2008 Online Ad Spend Strong, Compared to Everything Except Online Ad Spend
The full-year interactive advertising spending numbers are in, and they're up! ... but not by as much as they might have been had Lehman Brothers not folded and brought the entire universe down with it. Here's the topline from the Interactive Advertising Bureau, which hires PricewaterhouseCoopers on a quarterly basis to gather and number-crunch blind ad revenue numbers from the online media community:
- 2008 revenue totaled $23.4 billion, a 10.6 percent increase from 2007.
- Fourth quarter revenue was up 2.6 percent, to $6.1 billion compared with the fourth quarter of 2007.
- Revenue was up 4.5 percent between the third and fourth quarters of 2008.

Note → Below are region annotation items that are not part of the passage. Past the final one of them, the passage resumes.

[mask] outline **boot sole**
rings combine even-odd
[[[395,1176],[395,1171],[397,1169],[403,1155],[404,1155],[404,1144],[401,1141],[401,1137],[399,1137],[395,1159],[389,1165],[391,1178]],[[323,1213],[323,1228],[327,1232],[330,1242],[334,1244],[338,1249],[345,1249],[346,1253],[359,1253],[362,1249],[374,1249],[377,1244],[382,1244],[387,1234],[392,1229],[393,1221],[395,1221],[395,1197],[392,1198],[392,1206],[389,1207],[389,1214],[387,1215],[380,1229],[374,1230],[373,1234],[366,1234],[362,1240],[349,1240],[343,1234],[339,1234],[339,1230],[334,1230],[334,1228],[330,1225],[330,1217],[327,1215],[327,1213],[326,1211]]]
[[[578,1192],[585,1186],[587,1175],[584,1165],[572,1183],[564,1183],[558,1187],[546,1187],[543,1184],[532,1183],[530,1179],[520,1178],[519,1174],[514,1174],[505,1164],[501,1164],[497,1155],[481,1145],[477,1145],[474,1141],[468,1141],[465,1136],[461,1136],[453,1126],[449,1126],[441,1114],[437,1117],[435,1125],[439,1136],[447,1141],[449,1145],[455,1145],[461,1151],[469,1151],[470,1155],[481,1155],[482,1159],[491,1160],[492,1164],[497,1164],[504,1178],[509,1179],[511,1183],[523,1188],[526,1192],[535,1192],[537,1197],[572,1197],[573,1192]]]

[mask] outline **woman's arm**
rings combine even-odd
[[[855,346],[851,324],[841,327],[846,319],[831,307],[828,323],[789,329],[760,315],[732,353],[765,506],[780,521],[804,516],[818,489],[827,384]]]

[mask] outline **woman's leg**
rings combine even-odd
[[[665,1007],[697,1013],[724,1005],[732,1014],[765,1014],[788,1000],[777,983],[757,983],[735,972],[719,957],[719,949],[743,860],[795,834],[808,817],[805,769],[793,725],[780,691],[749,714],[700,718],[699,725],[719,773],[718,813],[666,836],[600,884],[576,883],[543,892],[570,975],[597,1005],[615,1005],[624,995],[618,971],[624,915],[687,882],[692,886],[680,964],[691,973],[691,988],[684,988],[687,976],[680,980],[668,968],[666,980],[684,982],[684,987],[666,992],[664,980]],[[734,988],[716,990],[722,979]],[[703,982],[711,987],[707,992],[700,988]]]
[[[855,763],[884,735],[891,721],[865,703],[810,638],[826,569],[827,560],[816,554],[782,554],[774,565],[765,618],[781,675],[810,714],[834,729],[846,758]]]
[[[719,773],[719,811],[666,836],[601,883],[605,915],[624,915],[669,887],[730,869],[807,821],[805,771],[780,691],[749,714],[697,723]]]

The report is full of other key factoids, but here are a few that stood out:
- The importance of being Google: The share of dollars spent on search is growing, rising from 41 percent to 45 percent, or $10.5 billion, in the last year.
- Ad dollars are on display: Despite continuing criticism and concern about online display advertising, that category grew share as well, rising almost eight percent to $7.6 billion. (However, I'd expect display to get hurt much more than search in coming quarters, since it's not as connected to the bottom line.)
- Blame it on Craig: The share of classifieds revenue dropped by 4 percent, to 14 percent, in 2008. It made up 16 percent of all ad revenue in 2007.
- Perform, or else: The share of ads priced on a performance basis rose from 51 percent to 57 percent in 2008.